The Exceptional Children’s Foundation’s Early Start program provides early intervention and educational services for children from birth to age 3 who are developmentally delayed or disabled, as well as support for their families.

The organization serves children challenged with autism, Down syndrome, cerebral palsy, intellectual disabilities, speech and language impairments, traumatic brain injuries and many other disabilities or delays.

Early Start provides center-based education for both children with special needs and typically developing children in either a traditional preschool classroom or a parent and child classroom (Mommy-N-Me), as well as home-based education.

The foundation’s adult program provides adults with special needs with an array of programs and services to help them reach their personal, residential and employment goals.

Programs are designed to help guide participants along pathways to employment and include accelerated preparation programs, work readiness, exceptional packaging solutions, exceptional training academy, college classroom program, computer numerical control, machinist skills training, independent pathways programs and exceptional employment solutions.

There is also an art centers program, which provides fine arts training, a developmental activity center that provides opportunities for participants to strengthen independence, social skills and self-determination, all with respect for each person’s ability level.
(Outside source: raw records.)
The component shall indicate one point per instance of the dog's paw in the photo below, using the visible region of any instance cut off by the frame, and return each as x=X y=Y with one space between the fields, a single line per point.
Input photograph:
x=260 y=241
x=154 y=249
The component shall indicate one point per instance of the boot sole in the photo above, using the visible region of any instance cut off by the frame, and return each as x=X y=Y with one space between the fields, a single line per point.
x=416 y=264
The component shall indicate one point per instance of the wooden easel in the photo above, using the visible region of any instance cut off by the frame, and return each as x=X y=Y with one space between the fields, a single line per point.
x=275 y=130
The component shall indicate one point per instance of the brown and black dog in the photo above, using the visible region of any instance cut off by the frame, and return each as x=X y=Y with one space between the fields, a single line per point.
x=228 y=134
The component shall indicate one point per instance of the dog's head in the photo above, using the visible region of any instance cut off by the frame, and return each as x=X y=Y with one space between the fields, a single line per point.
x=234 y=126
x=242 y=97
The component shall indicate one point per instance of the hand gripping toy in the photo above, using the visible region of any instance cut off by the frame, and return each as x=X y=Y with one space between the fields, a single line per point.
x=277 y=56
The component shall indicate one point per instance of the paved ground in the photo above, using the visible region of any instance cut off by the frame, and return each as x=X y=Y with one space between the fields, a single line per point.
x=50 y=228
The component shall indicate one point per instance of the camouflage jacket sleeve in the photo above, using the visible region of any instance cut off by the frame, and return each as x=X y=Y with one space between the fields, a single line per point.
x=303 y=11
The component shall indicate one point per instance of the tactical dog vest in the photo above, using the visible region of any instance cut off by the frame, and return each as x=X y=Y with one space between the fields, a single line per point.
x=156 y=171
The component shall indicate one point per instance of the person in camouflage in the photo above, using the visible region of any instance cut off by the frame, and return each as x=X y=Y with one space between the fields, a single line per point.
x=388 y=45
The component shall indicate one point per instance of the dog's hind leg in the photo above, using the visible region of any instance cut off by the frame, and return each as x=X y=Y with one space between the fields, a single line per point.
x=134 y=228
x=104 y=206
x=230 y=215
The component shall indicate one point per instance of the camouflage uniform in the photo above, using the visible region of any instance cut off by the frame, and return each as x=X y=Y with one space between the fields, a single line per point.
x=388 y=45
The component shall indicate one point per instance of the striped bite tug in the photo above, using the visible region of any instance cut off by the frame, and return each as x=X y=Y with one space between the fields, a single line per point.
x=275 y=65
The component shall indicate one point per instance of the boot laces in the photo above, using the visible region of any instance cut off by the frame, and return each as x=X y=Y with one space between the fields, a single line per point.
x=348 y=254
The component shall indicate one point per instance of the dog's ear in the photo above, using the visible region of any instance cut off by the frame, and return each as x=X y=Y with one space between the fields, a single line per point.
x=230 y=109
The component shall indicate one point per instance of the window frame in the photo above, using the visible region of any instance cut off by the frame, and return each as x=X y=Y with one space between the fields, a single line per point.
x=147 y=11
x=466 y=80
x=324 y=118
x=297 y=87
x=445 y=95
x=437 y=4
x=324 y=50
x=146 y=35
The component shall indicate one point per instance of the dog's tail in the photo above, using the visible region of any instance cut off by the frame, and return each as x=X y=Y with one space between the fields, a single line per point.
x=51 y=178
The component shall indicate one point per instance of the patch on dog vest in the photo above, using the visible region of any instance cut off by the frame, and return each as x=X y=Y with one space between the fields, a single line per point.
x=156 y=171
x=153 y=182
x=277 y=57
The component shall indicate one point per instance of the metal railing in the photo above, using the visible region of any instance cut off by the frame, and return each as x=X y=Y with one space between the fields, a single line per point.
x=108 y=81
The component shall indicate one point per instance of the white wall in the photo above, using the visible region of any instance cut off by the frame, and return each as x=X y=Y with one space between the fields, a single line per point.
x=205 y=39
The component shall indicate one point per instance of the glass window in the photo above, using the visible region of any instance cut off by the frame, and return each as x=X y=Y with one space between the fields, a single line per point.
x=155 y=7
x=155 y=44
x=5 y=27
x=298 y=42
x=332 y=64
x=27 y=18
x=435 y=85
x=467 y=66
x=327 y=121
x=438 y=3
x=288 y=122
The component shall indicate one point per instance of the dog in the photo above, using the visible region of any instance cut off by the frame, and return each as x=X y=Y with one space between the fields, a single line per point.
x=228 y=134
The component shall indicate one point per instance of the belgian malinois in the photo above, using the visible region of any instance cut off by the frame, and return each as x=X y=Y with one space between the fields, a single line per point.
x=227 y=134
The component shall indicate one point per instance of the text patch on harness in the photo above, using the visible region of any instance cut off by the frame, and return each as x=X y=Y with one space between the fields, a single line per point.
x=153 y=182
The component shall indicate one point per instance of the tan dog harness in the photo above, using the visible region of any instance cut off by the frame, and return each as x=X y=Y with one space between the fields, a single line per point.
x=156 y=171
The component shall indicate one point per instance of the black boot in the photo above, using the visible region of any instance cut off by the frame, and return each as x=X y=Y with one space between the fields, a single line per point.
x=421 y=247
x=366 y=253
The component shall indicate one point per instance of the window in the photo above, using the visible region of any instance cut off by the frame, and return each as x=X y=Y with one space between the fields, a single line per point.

The Exceptional Community Connections offers meaningful volunteer opportunities where clients can participate in meeting diverse community needs while integrating into the community. The individual pathways program provides in-depth transitional plans for adults, particularly young adults, to help them access community resources and gain more training and skill development to enter the job market, or engage in community volunteering, while the residential services program provides housing, life skills training and support for adult clients.

When Bowling became the president and CEO of the foundation at 33, he was “shocked to get the opportunity, but wanted to give the organization my all.”
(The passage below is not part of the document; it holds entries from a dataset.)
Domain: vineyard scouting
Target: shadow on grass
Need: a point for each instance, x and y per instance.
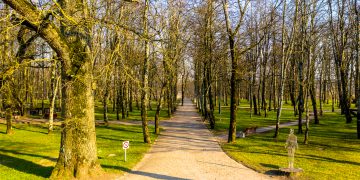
(319, 158)
(24, 129)
(275, 172)
(142, 173)
(28, 154)
(25, 166)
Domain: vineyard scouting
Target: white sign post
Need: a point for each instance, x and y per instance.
(126, 145)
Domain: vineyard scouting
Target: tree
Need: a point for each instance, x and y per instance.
(77, 156)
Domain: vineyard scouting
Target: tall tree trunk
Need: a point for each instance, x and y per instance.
(145, 81)
(54, 88)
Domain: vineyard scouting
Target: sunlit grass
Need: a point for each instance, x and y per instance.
(30, 153)
(332, 152)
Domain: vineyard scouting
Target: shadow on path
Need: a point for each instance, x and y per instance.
(142, 173)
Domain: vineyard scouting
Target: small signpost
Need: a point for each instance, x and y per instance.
(126, 145)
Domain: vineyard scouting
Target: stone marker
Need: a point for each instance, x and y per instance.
(291, 145)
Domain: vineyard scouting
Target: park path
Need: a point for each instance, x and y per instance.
(186, 149)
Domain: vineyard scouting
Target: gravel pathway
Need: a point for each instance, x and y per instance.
(187, 150)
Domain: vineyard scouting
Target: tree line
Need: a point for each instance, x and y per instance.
(132, 54)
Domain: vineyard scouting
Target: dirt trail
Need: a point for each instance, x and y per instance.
(187, 150)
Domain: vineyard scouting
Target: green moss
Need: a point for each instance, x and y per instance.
(31, 154)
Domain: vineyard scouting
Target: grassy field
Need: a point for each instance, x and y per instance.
(99, 112)
(30, 153)
(244, 120)
(332, 153)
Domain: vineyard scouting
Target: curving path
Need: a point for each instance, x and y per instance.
(187, 150)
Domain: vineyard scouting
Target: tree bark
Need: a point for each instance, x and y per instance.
(145, 81)
(78, 154)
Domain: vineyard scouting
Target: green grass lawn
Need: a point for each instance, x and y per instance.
(30, 153)
(244, 120)
(99, 112)
(332, 153)
(134, 116)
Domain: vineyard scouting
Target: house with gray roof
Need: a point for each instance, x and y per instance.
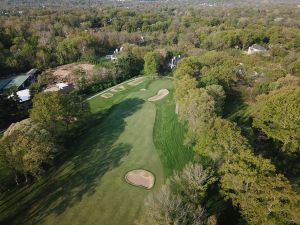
(256, 49)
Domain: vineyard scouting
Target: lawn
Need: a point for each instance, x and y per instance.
(87, 185)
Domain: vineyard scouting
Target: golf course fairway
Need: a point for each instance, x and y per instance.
(87, 186)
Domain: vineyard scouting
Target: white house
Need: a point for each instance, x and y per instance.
(62, 87)
(256, 49)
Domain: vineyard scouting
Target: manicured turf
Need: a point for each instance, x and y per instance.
(87, 186)
(168, 136)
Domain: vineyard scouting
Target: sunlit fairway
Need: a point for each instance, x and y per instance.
(87, 186)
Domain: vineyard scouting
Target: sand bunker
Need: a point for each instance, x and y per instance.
(118, 88)
(107, 95)
(161, 94)
(136, 82)
(141, 178)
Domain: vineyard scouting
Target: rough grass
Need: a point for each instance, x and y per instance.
(87, 186)
(169, 136)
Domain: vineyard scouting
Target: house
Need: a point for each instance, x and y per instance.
(24, 95)
(21, 81)
(174, 61)
(114, 56)
(62, 87)
(256, 49)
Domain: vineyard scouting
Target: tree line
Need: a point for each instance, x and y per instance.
(227, 162)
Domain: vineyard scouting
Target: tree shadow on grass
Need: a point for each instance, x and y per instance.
(78, 172)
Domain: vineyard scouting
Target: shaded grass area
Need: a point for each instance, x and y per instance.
(169, 136)
(86, 185)
(99, 103)
(76, 175)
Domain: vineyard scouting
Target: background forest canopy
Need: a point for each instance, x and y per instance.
(230, 102)
(138, 2)
(44, 37)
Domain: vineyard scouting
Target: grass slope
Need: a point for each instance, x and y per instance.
(87, 185)
(169, 136)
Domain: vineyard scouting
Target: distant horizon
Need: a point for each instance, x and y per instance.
(127, 3)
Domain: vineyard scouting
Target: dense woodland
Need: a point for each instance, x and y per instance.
(241, 111)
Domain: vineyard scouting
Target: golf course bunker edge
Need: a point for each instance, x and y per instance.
(161, 94)
(140, 178)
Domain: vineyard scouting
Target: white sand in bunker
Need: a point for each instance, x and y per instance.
(118, 88)
(141, 178)
(136, 82)
(161, 94)
(107, 95)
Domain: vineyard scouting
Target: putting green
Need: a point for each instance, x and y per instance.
(88, 187)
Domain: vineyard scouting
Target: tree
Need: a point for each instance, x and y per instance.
(263, 196)
(57, 112)
(10, 108)
(282, 125)
(152, 64)
(218, 93)
(25, 147)
(129, 66)
(220, 141)
(198, 110)
(180, 201)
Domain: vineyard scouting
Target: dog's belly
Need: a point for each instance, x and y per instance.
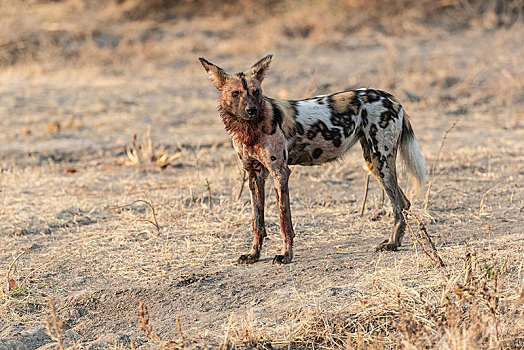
(303, 151)
(319, 140)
“I’ve always been a consensus builder,” he said. “Together, with community partners and input from who we serve, and agencies, we are able to find out what the needs are. How can we have the greatest impact?

“We have a three-year strategic plan,” he added. “Every three years we renew the plans. We keep building on the foundation we have built. We have a $28 million operating budget. The impact is impossible to measure. It’s not quantifiable.”

Bowling believes the Exceptional Children’s Foundation is “motivating because of love.”

“It’s about the love of a parent and of the like-minded people who have a love for people who learn differently,” he said. “These same people share a value of inclusion. Everybody has a role to play in society and can make a contribution to the home.

“When the world understands that, it will be more harmonious. Its mission is really that. We just happen to focus on disabilities. The foundation is devoted to people who learn differently. We want to empower them to access the talent that’s within.”

The foundation offers a number of therapeutic services, housed at the Kayne Eras School, including behavior therapy, speech and language therapy, occupational therapy, education therapy and a mental health program.

When it comes to the disabled, Bowling believes “there are things people just don’t know.”

“Some people don’t know about the abilities they have,” he said. “It’s human nature to categorize. The generations have placed them in a box with limitations. It’s our job to educate the individual and the community.”

After three decades with the Exceptional Children’s Foundation, Bowling is proud of the children and adults his organization serves, the staff and community partners, and what the organization has become.

“I’m endlessly amazed at the profound impact the people we serve have on me,” he said. “I can get so into my own head and that can be paralyzing. There is always so much to do.

“If I read a success story, or walk our halls and receive that smile and a, ‘hello doctor or Mr. President, or Scotty.’ I get it all. It’s all empowering to me. It makes me want to do more. It gets me out of bed.

“I’m so proud that after 76 years, we still have a magnetic quality that attracts. When I think about the impact we make, I’m the lucky one.”